Information from Andover News and family

Pictures from family

Submitted by William Greene
 
On December 22, 1894 in Nopolis, Greece, John G. Karcanes was born.  He was the son of George & Fotine Karcanes.  He left Greece in 1912 and arrived in New York City on May 29, 1912 and then traveled to Urbana, Ohio where he worked for his uncle for three years.

Upon his arrival to this country, he immediately purchased Greek-English language books and proceeded teaching himself to speak, read and write English.

In 1915, John came to Andover and with his uncle, James Karcanes and purchased the Sugar Bowl from Nick Cretekos.  The Sugar Bowl was a store that was built in 1908 and was part of the Theatre Block that was built by Scott Prest, which stood on the corner of Greenwood and Main Sts.

On May 26, 1918 John was inducted into the U.S. Army and assigned to Co. 36, 9th Training Battalion, 153rd Depot Brigade. John fulfilled his military requirements and was discharged at Camp Dix, N.J. on September 14, 1918.

In 1919, John went back to Ohio and married the former Penelope Rozakis, bringing her back to Andover to establish their home.

In 1922, John assumed the business alone from his uncle James as James went back to his native Greece.  Shortly afterwards, John purchased the entire business block from the owners, C.E. Brown and Raymond Snyder.

In 1926 he installed an ice making plant and also operated the theatre, which featured stage shows and silent movies.

In 1927 a new era was ushered in when “talking pictures” were presented in the local theatre along with weekly dances being held at the dance hall as well as roller-skating.

In 1931 when the depression rolled around, John was forced to relinquish the business block back to the former owners Brown & Snyder, but still continued his business of making candy, ice cream and running a restaurant that served cold sandwiches of every kind.  In 1933, with the repeal of prohibition, John was the second applicant in Allegany County to receive a beer license.

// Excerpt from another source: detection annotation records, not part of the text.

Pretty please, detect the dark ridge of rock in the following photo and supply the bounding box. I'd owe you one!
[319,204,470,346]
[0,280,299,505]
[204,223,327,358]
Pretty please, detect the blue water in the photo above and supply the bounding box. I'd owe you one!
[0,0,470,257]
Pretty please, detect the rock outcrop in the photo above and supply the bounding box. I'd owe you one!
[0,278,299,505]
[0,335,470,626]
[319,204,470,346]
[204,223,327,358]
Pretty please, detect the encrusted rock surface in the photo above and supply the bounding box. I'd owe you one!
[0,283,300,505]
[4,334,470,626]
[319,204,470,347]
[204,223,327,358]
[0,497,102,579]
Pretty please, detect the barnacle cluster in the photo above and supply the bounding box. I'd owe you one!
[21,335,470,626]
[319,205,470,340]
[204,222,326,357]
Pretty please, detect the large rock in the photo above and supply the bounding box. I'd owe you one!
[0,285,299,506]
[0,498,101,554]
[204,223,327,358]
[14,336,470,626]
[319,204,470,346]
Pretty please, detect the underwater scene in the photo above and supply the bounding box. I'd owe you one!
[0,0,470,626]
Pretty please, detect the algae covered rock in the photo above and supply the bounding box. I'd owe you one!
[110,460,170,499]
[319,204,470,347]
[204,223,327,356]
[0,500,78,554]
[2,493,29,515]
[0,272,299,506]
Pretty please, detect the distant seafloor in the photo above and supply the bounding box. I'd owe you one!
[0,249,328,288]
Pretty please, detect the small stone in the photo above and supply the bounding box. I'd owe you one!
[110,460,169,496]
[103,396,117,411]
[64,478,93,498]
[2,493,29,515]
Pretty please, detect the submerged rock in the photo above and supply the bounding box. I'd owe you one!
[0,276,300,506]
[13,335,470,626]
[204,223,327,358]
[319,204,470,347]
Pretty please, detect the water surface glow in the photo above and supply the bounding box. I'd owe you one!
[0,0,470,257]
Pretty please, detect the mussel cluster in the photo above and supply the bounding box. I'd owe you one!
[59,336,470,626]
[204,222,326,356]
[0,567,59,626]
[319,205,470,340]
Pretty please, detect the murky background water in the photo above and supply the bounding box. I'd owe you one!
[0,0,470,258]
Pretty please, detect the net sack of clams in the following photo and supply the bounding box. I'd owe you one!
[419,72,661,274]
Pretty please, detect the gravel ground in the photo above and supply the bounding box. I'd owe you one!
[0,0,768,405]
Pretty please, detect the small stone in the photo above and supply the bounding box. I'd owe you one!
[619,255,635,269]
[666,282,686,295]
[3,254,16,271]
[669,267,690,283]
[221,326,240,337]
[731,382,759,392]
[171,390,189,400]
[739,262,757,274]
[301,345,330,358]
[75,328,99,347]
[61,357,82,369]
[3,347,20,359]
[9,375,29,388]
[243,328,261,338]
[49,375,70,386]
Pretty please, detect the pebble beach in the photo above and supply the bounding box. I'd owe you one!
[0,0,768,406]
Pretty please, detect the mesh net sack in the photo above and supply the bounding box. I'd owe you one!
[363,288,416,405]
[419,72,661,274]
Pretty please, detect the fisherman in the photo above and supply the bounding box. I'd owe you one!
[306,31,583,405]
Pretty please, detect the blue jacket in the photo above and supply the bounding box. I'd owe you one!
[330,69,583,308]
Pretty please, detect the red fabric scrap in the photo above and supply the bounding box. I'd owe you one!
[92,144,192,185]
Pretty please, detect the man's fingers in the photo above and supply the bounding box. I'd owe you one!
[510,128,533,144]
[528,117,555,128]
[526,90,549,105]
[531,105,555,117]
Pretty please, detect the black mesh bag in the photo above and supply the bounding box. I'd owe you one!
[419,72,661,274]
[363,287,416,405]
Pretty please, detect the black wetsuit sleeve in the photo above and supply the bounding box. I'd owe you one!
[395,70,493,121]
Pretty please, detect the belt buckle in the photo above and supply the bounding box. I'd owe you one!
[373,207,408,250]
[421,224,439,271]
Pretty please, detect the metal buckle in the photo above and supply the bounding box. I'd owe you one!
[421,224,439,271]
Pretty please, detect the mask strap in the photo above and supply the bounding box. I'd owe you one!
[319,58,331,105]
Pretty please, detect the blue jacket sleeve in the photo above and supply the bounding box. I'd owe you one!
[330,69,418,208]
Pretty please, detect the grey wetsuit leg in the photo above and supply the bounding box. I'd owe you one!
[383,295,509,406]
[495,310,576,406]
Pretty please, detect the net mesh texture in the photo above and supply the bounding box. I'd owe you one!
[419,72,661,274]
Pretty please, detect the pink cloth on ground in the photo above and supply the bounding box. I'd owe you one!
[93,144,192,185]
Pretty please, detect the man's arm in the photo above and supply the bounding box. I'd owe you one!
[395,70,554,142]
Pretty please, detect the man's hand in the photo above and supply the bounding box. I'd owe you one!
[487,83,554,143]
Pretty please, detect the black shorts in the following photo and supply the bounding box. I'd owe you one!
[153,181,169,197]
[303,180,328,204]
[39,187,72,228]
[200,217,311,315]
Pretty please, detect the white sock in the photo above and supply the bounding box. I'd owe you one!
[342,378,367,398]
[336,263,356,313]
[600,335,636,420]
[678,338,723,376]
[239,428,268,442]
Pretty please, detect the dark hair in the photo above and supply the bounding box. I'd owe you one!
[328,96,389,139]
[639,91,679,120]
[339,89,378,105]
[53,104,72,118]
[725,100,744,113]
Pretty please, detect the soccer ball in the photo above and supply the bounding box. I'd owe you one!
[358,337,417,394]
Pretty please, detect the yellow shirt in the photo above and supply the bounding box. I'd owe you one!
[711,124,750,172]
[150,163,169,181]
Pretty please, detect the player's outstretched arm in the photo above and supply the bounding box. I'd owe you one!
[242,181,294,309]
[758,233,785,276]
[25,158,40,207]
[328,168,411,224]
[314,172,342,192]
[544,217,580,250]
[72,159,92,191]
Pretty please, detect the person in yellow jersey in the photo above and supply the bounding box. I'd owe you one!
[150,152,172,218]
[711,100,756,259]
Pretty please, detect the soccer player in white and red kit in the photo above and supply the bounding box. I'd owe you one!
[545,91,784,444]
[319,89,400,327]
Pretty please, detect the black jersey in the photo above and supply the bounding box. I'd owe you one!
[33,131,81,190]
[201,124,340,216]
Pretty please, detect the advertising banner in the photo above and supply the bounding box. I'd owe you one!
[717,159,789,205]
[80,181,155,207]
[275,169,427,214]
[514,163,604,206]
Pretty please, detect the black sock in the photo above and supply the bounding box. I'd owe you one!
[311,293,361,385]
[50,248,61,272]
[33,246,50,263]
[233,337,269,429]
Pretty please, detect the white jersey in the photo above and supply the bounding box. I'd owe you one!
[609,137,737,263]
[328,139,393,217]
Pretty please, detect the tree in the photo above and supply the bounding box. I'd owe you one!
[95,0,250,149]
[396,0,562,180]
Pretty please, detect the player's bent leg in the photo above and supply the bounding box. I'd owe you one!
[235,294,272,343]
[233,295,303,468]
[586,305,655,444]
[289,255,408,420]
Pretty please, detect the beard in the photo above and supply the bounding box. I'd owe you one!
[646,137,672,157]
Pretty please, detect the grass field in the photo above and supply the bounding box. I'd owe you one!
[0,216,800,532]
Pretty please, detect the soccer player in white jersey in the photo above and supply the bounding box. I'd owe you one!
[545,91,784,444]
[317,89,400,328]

The Sugar Bowl was always a friendly place. When you came through the front door, John would greet you with a friendly “Hi” and a smile. 

On August 2, 1965 John had been in business for 50 years at the same location, and was recognized in the Andover News with a front-page spread. All of page 3 of the same paper was composed of over 30 other businesses in Andover thanking John on his great success.

Besides his wife and three children George, Fotine and Kaliopy helping him in his business he also had the following people helping; Sadie Vickers, Harry Joyce, Lenford Horton, Everett Clair, Carl Hann, James B. Mulholland, Art Downer, Joe and Charles Manroe and Rilma DeRemer through out the years.

In July of 1968 John was made Grand Marshal of the 4th of July Parade, an honor that was well deserved.

Then on September 16, 1969, John was awarded a certificate from the Lynch-Burgett Post 397 of Andover, N.Y. for having served 50 years in the Andover post of the American Legion.  John loved his country and made sure his children did along with their children. Two of John’s children served in WW II.  George served in the Navy and Kaliopy served in the Coast Guard.  His granddaughter Penny Hames served in Viet Nam as a nurse, and grandson Chris Karcanes was in the Army from 1979-1983.  Great grandson James Karcanes serves as a Capt. in the Army.

On September 24, 1969 John G. Karcanes passed away and was buried in Valley Brook Cemetery by his lovely wife, who died October 30, 1958.

John always took an active interest in the local community, joining in programs for civic betterment, and his cheery smile and “Hello” were a permanent fixture on Andover’s Main Street.  He always put in long hours at his place of business and his place of business was always busy.

After John’s death, his two daughters, Fotine and Kaliopy ran the business.  Then on May 6, 1980 Fotine died and Kaliopy sold the business to Fred Baker and John Hyland.  In 1982 the Corner Bar was sold to Dee Dee Wallace, who ran a bar there until the building was torn down in 1983. 

I’d like to know how many Andover school graduates could remember going to John’s for an ice cream or a bottle of soda after a basketball game.  I’m sure the number is very high.